Ironically, he follows all of this with a faux pas in a self-absorbed tweet to his fans: “Welp time to sit down with a Wendy’s spicy chicken sandwich and a cold one and read more mentions.” He’s oblivious to the fact that Wendy’s founder was another one of those horrible Christians. If he finds out, can he then tweet: “Welp time for some KFC”? Damn! The Colonel, too, loved Jesus.
But what’s a social snub from a self-styled snob or an insecure elitist’s stink-eye, over against what our Christian sisters and brothers suffer from daily torture and deadly attacks all around the world, while we sit here in safety?
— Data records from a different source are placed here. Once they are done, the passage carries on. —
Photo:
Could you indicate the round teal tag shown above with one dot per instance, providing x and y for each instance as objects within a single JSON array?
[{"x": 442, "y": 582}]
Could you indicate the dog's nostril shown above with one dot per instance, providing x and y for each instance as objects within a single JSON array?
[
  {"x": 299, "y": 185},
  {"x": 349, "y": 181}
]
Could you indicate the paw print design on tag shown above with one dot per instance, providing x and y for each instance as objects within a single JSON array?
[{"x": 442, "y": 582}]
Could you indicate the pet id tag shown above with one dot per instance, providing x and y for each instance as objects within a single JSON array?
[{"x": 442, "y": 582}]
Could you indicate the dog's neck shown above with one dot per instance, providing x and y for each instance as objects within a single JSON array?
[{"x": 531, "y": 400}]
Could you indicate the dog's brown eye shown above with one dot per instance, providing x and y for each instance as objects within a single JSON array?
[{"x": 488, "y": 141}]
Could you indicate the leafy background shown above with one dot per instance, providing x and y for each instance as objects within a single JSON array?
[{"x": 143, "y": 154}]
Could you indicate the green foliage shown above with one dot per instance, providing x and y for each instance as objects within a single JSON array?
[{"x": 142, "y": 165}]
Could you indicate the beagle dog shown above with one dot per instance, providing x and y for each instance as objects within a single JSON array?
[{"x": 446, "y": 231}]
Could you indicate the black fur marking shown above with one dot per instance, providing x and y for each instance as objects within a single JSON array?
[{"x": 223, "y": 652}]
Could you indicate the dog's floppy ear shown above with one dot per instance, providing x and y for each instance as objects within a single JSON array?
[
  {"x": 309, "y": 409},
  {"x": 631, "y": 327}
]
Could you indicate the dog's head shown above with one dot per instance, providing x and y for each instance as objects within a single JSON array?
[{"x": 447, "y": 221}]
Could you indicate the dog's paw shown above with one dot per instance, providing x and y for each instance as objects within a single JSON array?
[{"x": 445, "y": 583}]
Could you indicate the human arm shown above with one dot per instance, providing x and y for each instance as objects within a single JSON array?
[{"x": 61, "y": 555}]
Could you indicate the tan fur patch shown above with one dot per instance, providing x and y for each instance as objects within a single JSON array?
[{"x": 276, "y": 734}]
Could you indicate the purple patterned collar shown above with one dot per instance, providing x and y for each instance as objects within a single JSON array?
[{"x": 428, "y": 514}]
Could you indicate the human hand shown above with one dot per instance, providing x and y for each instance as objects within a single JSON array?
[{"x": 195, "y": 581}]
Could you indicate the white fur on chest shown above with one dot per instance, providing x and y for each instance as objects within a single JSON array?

Gay historian Martin Duberman has written two more books. One, subtitled, Hustlers, Cocaine, Depression and Then Some, tells of his gay life in the ‘70s and ‘80s. The other, Has the Gay Movement Failed?, reviews the LGBT movement from the ‘70s to today. He grants that a lot has changed. But, from his Far Left point of view, he says it’s all been far too “conservative”, not “radical” enough to really “change the culture”. Fantasizing a far more radical change of which he dreams, in a fully “liberated” world to come, he, too, ends in unintended irony, as he muses: We “can perhaps be excused for wondering in what distant millennium [really radical] change is likely to occur.”
He has no idea of the earthshaking transformation that’s coming at last, when this world’s “center cannot hold [and] mere anarchy is loosed upon the world [as] the best lack all conviction, while the worst are full of passionate intensity”, in Yeats’ words. But, Yeats’ and Duberman’s visions fall flat against the everlasting liberation in the Second Coming of Christ and God’s Peace in New Heavens and New Earth.
This fallen world that Paul said, “was subjected to futility and frustration, not of its own will, but by the will of Him who subjected it in the sure hope that it will be liberated from bondage and brought into the freedom and glory of the children of God.” (cf. Isa 65:17ff; 66:22f; Rom 8:20f; II Peter 3:13; Rev 21:1ff)
When the only Son of God, in the body of the only sinless man, faced the end for which he’d come – punishment for our sins in the most horrible of deaths, to put to death all death – he communed in agony with his Father, known in the depths of eternal intimacy. In three grueling prayers he pleaded to be spared the ordeal for which he’d come, for it would mean his being unimaginably forsaken and his Father’s anguish, as he suffered and died for us.
On that dreadful night, having been betrayed by one and soon to be deserted by the others who were dozing off and would soon be hiding out, he prayed that he might not have to endure the way of the cross, if there were any other way. Yet, in each prayer, he reaffirmed his faithful obedience: “Nevertheless, not my way, but Thy way.”
Our only way back to the Father was by the way of Jesus’ cross. He was The Way. So he laid down his own way and his own life, to be The Way for us by way of his cross.
On that cross, as priests, Pharisees, Roman officials and the rabble seemed to be getting their way, getting rid of him, Jesus, in excruciating pain, asked, “Father, forgive them, they don’t know what their doing”. (Luke 23:34) And, they didn’t know what in hell or in heaven was going on there, that unimaginable day, at Golgotha.
But Jesus’ mother and disciples didn’t want him to be up there on that cross. It seemed that they were not getting their way. Yet, three days later, they were with the risen Christ.
Jesus told us to ask every day, for our Father’s way, here on earth, as it is in heaven. Every day, we get to get out of our way, and have God’s way, be our way, grateful that God’s way is Jesus, Who is, Himself, The Way. What a gift – to exchange our fantasy way for God’s way forever!